Part of a larger more comprehensive document titled, “Consumer Data Privacy in a Networked World,” the proposed Consumer Bill of Rights centres primarily on user information control and corporate responsibility to use private information in good faith. Here’s a few of the key points:
- Consumers have a right to exercise control over what personal data companies collect from them and how they use it
- Consumers have a right to easily understandable and accessible information about privacy and security practices
- Consumers have a right to expect that companies will collect, use, and disclose personal data in ways that are consistent with the context in which consumers provide the data
- Consumers have a right to secure and responsible handling of personal data
- Consumers have a right to access and correct personal data in usable formats, in a manner that is appropriate to the sensitivity of the data and the risk of adverse consequences to consumers if the data is inaccurate
- Consumers have a right to reasonable limits on the personal data that companies collect and retain
- Consumers have a right to have personal data handled by companies with appropriate measures in place to assure they adhere to the Consumer Privacy Bill of Rights
The White House also announced that key Internet companies, including Google, Yahoo, Microsoft, and AOL, have all agreed to comply with the new Bill of Rights, meaning that when such legislation is passed by Congress (which the White House is urging it to do) such practices related to maintaining privacy will be enforced and governed by the Federal Trade Commission.

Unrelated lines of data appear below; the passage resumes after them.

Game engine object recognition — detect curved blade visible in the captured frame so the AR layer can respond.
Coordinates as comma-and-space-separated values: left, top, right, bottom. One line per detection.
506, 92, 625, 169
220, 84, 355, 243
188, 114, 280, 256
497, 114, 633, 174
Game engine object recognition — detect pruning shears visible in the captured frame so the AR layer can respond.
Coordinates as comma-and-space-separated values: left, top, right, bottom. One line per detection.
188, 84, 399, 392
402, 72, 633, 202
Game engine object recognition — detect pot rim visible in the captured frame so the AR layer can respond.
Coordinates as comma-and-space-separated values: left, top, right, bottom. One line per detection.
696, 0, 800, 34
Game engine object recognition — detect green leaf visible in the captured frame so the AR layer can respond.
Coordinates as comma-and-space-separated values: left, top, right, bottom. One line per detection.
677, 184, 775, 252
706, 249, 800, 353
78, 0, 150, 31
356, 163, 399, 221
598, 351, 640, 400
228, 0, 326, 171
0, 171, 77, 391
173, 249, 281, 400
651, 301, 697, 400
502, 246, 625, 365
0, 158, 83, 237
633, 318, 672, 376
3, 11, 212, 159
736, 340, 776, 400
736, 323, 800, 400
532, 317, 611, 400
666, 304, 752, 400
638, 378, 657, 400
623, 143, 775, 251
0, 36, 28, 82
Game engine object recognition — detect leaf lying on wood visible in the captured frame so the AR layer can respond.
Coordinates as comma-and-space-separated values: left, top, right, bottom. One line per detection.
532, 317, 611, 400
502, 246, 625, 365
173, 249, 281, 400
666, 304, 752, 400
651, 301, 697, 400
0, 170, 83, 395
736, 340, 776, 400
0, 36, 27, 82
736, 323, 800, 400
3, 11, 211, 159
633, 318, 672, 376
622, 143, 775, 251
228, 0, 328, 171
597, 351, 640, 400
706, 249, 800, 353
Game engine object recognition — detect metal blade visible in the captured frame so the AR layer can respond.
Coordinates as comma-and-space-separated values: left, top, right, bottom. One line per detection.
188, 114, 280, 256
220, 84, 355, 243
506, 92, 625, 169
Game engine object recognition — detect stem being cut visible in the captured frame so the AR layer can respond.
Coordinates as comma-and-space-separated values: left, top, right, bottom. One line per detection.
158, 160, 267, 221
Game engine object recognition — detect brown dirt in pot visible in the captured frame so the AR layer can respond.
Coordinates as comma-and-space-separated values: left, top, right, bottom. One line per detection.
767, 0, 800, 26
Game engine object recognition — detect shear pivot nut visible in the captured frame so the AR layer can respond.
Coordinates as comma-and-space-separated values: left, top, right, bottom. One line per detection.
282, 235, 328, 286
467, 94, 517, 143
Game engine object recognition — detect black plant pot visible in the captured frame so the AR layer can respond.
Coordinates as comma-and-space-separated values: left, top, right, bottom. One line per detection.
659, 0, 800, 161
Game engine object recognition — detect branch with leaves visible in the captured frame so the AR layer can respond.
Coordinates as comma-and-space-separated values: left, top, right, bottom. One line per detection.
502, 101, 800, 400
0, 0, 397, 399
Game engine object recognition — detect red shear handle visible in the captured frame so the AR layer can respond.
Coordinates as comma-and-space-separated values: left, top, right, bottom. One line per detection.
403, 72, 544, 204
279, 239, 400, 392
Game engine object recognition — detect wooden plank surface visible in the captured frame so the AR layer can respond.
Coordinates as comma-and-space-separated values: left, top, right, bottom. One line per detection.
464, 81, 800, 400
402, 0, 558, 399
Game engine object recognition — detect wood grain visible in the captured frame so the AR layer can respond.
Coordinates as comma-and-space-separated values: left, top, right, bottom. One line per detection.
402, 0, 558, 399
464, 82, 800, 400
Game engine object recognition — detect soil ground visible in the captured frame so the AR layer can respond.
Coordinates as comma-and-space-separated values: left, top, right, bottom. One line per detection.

While such legislation is much needed in free-for-all era of privacy infringement, don’t assume that it takes the onus off of us, the average Internet users, to protect our own information. Not wanting to relinquish access to your private information, you can bet that these companies who have already thrown their support behind this Bill are already working on ways to legally bypass, or at least sufficiently muddle, the standards so users will still continue to click ‘accept’ and still continue to provide companies with their private information…although once users find out just how useless modern technology is without access to such information, they may not need to be tricked at all.